Снова заиграла живая музыка: снятый один в один, как по канону писанная икона, Боб Марли – «I Shot the Sheriff».
Герасим налил в стопки виски и внезапно хохотнул в лангет.
– Ты что? – удивился Норушкин.
– Да представил, блин, как бригадир на стрелку тереть с водородной бомбой в багажнике катит!

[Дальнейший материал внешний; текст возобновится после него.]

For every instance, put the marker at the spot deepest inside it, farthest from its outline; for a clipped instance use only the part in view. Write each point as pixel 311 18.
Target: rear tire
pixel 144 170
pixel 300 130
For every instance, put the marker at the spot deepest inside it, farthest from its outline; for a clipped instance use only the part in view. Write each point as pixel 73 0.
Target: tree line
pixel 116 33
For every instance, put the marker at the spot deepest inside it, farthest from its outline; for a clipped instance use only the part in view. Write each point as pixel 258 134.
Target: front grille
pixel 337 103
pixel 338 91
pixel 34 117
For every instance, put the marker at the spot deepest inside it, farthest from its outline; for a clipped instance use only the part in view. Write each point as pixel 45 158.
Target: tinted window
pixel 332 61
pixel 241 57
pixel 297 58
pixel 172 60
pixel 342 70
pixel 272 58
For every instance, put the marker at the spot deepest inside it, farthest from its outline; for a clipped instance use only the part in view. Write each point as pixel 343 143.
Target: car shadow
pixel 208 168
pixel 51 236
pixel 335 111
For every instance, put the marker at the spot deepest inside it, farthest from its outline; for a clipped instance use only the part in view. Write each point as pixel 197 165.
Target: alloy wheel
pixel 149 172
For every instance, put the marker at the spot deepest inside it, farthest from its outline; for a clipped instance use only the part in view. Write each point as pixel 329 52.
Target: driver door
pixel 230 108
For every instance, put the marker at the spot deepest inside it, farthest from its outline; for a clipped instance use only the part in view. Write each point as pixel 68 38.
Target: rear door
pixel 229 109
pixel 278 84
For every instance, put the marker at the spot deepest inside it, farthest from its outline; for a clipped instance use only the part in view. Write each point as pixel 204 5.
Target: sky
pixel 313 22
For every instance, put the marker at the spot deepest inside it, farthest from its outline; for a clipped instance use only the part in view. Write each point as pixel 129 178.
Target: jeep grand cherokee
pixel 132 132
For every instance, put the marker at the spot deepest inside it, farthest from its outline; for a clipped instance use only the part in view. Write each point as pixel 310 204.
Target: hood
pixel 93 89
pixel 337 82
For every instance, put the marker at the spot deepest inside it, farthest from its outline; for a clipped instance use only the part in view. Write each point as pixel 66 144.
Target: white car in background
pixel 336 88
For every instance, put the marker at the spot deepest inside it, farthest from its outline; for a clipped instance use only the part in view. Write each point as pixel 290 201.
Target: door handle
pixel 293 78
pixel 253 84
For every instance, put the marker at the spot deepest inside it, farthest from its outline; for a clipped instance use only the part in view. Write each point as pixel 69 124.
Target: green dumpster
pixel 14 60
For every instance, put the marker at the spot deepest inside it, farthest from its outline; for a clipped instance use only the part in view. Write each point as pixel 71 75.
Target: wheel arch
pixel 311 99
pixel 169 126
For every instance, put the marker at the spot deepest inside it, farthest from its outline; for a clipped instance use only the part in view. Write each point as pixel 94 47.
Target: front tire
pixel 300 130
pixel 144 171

– Живое воображение. Только в нашем случае, мне кажется, еще смешнее будет. Всю страну размазать можно. Не в миг, конечно, а постепенно, со смаком…
– Ну, давай, типа, за бронетанковые войска, – поднял стопку Герасим.
Выпили. Принялись за лангет.
– И что, никак там с настройкой не поиграть? – спросил Герасим. – Чтобы наводку скорректировать?
– Да где там-то? – не выдержал Андрей.
– В Побудкине твоем, братан. Мне ж Вовчик пересказывал.
Андрей задумался.
– Бесполезно. Когда Господь сотворял Россию, он о такой мелкой гниде, как рамбовцы, не думал.
– Так ты, может, не знаешь просто, как там управляться нужно?
– Откуда ж мне знать? Из чертовой башни назад никто не выходил. Не нашлось для них Вергилия. Или этого, как его, – Тересия. Или нет, это вроде была тень Антиклеи…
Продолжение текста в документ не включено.